Caged pigs in Vanuatu — Photo: Philip Capper
“Our pigs don’t fatten up as much as they used to,” says the local project leader in Pele. At this pilot project, a new breed of pig was created by crossing imported white pigs — a very large breed — with the wild and domestic pigs native to the islands. Instead of letting the pigs wander around and feed exclusively on coconuts, they are kept protected in covered pens, surrounded by a garden fertilized by their manure.
The garden provides them with food: bananas, yucca, sweet potatoes and coconut, as well as tilapia raised in trays of stagnant water. The method, which is both self-sustaining and requires limited space, is going to be expanded to the neighboring village, whose small houses with undulating roofs and pandanus leaves, bordered by vegetable gardens, stretch from the beach to the forest.

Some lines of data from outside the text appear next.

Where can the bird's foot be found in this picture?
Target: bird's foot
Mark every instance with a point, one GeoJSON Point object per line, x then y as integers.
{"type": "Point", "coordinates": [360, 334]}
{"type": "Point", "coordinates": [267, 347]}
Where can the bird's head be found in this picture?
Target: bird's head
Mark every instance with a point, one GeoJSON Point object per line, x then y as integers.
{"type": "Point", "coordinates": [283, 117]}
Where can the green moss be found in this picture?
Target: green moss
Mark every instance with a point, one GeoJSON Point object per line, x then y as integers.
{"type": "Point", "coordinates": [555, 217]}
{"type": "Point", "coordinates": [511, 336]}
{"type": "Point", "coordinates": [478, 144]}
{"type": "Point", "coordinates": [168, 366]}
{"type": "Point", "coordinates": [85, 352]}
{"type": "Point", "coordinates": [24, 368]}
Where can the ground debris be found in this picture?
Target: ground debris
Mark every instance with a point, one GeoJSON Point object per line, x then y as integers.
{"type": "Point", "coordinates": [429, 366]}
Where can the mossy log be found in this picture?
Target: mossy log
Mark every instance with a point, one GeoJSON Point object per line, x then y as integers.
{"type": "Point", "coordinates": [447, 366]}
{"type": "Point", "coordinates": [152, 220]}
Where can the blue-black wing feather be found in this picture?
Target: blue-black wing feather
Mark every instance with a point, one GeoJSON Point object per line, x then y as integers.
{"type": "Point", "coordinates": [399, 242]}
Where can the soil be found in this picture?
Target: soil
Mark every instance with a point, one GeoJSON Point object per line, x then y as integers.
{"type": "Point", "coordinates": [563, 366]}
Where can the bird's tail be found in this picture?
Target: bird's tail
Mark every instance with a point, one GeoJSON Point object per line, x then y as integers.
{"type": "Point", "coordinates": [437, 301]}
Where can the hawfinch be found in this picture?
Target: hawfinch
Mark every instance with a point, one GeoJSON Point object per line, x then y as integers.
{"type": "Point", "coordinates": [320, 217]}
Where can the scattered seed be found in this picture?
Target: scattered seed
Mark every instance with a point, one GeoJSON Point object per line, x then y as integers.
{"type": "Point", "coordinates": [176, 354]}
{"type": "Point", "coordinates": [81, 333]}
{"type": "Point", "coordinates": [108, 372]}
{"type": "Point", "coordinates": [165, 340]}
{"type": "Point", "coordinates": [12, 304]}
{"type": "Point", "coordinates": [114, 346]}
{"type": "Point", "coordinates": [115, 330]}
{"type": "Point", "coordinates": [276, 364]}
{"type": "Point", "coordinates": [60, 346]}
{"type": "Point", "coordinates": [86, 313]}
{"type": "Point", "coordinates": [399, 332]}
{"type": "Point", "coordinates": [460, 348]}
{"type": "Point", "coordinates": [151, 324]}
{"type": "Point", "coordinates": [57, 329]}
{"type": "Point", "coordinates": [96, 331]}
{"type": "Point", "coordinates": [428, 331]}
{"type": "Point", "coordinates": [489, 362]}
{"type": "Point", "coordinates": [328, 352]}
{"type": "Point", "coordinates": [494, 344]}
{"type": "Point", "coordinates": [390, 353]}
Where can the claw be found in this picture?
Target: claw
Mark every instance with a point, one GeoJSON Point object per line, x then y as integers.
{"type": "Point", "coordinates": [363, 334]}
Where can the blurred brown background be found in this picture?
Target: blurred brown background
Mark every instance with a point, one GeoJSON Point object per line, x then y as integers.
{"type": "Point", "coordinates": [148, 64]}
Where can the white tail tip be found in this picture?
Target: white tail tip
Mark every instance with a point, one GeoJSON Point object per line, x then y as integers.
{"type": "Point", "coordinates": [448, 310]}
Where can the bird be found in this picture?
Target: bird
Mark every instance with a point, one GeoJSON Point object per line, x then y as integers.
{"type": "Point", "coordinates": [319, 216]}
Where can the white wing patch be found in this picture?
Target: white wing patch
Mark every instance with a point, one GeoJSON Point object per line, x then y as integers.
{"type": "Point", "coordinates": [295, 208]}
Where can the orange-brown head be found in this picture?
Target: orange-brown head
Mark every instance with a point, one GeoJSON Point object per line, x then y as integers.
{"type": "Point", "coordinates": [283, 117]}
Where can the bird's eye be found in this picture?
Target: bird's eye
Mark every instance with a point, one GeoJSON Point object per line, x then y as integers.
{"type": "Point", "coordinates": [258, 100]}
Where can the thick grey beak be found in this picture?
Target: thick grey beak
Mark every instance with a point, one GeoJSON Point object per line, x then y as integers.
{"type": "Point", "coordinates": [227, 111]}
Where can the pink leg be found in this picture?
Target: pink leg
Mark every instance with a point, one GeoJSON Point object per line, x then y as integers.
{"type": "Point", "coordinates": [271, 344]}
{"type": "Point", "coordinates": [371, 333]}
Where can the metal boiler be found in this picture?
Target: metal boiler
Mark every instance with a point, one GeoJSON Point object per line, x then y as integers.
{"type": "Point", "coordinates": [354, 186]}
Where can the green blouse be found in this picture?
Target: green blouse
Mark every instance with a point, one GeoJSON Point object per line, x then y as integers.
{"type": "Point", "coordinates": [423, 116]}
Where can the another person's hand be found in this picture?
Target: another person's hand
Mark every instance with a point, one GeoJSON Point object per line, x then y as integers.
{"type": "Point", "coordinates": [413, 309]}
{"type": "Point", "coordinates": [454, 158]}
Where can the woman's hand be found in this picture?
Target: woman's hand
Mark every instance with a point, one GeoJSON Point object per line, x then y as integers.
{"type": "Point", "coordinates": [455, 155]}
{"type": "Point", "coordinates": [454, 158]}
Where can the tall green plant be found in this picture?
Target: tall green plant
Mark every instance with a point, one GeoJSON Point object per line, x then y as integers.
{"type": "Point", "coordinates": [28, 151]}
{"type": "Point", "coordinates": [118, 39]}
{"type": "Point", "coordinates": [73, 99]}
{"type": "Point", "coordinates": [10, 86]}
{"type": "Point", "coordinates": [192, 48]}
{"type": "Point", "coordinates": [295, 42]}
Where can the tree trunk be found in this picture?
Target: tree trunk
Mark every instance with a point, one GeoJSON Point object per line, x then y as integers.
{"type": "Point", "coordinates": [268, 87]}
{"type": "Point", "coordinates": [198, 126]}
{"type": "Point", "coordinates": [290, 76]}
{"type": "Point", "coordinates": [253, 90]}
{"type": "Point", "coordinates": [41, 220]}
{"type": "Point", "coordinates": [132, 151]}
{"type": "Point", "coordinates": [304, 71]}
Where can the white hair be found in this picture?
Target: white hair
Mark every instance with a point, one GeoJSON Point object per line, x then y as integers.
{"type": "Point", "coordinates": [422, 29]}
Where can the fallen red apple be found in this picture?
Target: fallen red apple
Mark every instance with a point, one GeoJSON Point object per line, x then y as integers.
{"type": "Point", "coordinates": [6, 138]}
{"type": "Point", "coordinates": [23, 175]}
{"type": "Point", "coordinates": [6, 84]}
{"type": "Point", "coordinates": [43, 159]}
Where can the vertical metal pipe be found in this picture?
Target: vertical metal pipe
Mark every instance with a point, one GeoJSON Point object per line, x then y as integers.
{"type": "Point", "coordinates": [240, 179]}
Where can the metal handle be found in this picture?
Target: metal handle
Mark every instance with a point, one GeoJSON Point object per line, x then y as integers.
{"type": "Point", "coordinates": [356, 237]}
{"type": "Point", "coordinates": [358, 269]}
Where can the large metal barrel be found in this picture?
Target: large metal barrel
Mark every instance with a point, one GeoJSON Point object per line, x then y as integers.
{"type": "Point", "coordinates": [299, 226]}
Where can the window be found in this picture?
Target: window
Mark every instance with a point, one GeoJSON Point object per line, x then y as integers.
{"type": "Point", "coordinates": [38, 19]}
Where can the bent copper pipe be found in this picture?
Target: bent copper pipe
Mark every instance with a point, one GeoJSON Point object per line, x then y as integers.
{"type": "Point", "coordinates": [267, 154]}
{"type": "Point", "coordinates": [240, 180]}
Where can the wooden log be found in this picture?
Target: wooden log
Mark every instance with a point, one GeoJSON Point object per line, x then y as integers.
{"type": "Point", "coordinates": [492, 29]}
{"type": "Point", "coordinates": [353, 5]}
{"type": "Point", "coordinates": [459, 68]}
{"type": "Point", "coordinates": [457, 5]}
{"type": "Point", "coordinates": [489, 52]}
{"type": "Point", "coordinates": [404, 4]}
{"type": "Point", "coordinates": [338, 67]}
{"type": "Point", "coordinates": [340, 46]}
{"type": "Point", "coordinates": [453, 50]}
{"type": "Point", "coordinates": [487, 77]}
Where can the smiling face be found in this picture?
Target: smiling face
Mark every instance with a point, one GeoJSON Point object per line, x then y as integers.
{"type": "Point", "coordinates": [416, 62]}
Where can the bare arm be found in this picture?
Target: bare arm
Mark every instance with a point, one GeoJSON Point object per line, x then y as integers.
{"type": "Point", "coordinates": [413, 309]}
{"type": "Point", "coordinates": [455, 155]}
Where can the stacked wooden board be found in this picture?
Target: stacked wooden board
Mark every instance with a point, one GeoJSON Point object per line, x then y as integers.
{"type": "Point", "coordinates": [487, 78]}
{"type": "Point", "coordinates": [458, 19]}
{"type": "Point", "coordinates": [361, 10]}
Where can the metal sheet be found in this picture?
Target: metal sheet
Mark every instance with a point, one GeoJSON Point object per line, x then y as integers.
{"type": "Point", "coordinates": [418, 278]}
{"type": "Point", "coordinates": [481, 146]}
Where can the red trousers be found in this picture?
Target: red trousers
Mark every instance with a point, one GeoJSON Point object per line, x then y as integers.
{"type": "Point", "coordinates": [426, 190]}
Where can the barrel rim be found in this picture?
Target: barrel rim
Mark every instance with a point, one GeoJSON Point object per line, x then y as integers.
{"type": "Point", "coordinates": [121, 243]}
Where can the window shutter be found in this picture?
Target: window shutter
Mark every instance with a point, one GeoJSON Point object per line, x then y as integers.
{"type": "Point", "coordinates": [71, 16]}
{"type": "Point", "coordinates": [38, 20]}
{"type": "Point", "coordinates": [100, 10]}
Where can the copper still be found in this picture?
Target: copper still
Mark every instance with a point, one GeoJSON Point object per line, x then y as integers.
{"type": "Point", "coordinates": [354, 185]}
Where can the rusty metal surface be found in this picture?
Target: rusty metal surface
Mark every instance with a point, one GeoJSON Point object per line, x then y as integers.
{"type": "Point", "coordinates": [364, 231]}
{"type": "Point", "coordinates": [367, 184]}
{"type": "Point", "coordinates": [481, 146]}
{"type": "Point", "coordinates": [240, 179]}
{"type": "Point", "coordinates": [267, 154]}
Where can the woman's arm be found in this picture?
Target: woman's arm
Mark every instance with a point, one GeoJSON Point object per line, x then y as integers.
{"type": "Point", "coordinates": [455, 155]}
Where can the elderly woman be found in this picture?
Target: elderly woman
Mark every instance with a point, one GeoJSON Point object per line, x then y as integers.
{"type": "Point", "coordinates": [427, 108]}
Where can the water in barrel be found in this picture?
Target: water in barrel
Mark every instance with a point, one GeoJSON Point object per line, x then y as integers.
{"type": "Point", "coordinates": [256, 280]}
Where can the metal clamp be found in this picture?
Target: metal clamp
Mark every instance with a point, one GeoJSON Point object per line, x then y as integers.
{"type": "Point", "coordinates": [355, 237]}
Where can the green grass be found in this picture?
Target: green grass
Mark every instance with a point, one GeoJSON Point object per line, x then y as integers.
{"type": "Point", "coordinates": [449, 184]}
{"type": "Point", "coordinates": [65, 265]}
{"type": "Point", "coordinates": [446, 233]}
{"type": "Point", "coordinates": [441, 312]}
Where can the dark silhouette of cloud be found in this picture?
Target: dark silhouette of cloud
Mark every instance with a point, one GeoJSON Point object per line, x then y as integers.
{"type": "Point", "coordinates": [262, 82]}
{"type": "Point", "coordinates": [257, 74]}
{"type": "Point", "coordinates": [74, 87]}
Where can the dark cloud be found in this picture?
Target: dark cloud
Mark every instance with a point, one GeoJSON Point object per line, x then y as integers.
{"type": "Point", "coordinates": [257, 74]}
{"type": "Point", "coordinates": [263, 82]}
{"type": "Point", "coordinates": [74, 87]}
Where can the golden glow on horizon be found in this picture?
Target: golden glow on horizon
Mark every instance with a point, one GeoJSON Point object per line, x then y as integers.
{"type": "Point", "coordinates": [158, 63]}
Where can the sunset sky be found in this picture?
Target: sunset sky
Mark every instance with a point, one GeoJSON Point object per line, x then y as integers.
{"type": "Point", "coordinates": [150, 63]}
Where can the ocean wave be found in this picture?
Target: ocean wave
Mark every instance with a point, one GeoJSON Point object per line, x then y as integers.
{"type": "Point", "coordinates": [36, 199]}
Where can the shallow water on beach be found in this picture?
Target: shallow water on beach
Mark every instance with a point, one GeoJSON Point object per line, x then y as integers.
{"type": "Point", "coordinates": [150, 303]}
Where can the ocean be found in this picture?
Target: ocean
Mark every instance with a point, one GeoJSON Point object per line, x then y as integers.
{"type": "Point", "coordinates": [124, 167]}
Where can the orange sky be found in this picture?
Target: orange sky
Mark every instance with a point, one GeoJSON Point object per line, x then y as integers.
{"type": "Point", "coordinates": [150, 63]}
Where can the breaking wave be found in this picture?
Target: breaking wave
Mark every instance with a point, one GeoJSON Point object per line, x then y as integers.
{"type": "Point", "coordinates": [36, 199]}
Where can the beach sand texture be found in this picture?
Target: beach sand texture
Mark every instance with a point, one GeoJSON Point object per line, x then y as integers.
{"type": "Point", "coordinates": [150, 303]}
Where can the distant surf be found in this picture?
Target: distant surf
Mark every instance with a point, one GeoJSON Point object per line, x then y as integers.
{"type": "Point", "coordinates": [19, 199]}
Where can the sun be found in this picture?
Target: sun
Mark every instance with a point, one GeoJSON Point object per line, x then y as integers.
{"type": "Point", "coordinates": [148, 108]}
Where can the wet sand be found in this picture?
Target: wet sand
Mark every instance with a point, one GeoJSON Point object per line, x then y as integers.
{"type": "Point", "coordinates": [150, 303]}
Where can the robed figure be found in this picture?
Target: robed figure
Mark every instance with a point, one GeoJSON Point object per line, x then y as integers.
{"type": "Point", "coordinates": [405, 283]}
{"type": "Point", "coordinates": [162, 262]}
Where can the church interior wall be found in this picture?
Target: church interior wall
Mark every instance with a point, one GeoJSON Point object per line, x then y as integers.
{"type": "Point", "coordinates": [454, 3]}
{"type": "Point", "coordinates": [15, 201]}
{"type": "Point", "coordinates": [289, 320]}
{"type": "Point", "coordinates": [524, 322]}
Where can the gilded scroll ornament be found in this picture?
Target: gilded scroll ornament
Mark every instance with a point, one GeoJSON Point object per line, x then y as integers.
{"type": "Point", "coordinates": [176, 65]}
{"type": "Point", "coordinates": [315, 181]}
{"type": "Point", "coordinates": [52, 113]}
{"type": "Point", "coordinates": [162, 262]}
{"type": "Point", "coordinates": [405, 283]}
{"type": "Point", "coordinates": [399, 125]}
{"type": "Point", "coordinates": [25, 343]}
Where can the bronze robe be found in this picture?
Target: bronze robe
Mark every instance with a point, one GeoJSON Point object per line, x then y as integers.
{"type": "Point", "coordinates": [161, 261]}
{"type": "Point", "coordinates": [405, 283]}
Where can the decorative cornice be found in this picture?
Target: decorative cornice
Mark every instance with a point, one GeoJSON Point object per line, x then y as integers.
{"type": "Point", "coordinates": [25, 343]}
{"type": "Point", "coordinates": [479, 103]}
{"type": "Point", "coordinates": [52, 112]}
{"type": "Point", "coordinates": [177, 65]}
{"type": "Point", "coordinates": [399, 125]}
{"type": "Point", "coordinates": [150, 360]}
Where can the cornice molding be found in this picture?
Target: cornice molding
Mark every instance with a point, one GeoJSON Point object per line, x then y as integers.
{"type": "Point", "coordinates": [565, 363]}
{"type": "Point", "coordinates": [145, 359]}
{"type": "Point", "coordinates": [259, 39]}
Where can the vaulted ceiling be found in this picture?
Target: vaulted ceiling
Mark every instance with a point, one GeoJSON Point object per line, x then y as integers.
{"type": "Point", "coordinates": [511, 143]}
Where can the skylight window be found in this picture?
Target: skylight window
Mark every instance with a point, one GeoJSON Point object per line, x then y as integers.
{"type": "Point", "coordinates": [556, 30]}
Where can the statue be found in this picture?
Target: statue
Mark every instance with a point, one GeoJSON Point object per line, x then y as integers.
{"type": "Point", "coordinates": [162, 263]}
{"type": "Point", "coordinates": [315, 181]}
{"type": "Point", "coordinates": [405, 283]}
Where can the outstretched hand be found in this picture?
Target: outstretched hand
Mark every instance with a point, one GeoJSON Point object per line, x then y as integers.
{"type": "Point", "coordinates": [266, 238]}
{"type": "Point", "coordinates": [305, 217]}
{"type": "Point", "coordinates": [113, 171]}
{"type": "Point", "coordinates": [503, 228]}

Mangrove, tuna and banana trees
Initiatives like this are starting to appear all around Vanuatu, aimed at involving local communities. In some places, they plant mangrove and vetiver to protect against coastal erosion. In other, people are returning to traditional construction methods, which are more flexible and resist storms better. In other places yet, they have installed deep nets which allow the village inhabitants to fish tuna, which are not threatened by the accelerated decline of the coral reefs.
On Epi, in the north, students have created a map of the island, which allows residents to identify the safest places to relocate roads and coastal infrastructure that have been damaged by floods and erosion.
Another example: On the island of Efate, where the capital Port Vila is also located, an experimental farm tests different varieties of plants to find the ones that are best adapted to the new climate conditions. In a clearing cut in the thick forest in the island’s interior, several rows of taro and sweet potato grow. The sweet potatoes are native to the Pacific islands — Vanuatu has around 200 different varieties.
Man cooking bananas over a fire, near Montmartre, Efate — Photo: Graham Crumb
The plants grow without any fertilizer or irrigation in the black and grainy earth on this volcanic island. They will be selected for quality and resistance to drought. Nearby, between watermelon plants and sandalwood, Isso Nihmei, the project’s leader, is experimenting with a Samoan technique for cloning banana trees, conserving the smallest plants, which better resist storms.
“Leadership” in the Pacific
Vanuatu needs both the right vegetable varieties and the right techniques. “No need to look very far,” says Christopher Bartlett. “Vanuatu has hundreds of traditional techniques that will allow people to face weather challenges.” It’s just about identifying and spreading the information, the scientist says.
That’s the role of the National Advisory Board (called NAB), an office that opened in 2012 to coordinate all of the adaption projects on a national level. It’s a part of the Ministry of Climate Change Adaptation, which was created this summer.
Storm in Port Vila — Photo: Philip Capper
Florence Iautu, from the NAB, says he's proud to see his country take the lead in climate change adaptation in the Pacific. "We are at the vanguard in comparison to the rest of the world because in Vanuatu, global warming is not measured in potential economic losses, it is a direct danger to our population of 240,000 people.”
Vanuatu — which joined the list of the least-developed countries after its independence from France and Great Britain in 1980 — is in fact one of the most vulnerable countries when it comes to natural disasters. The archipelago, located on the Pacific Ring of Fire, has learned over the course of centuries to face not only the storms that batter it every year but also earthquakes, tsunamis and volcanic eruptions.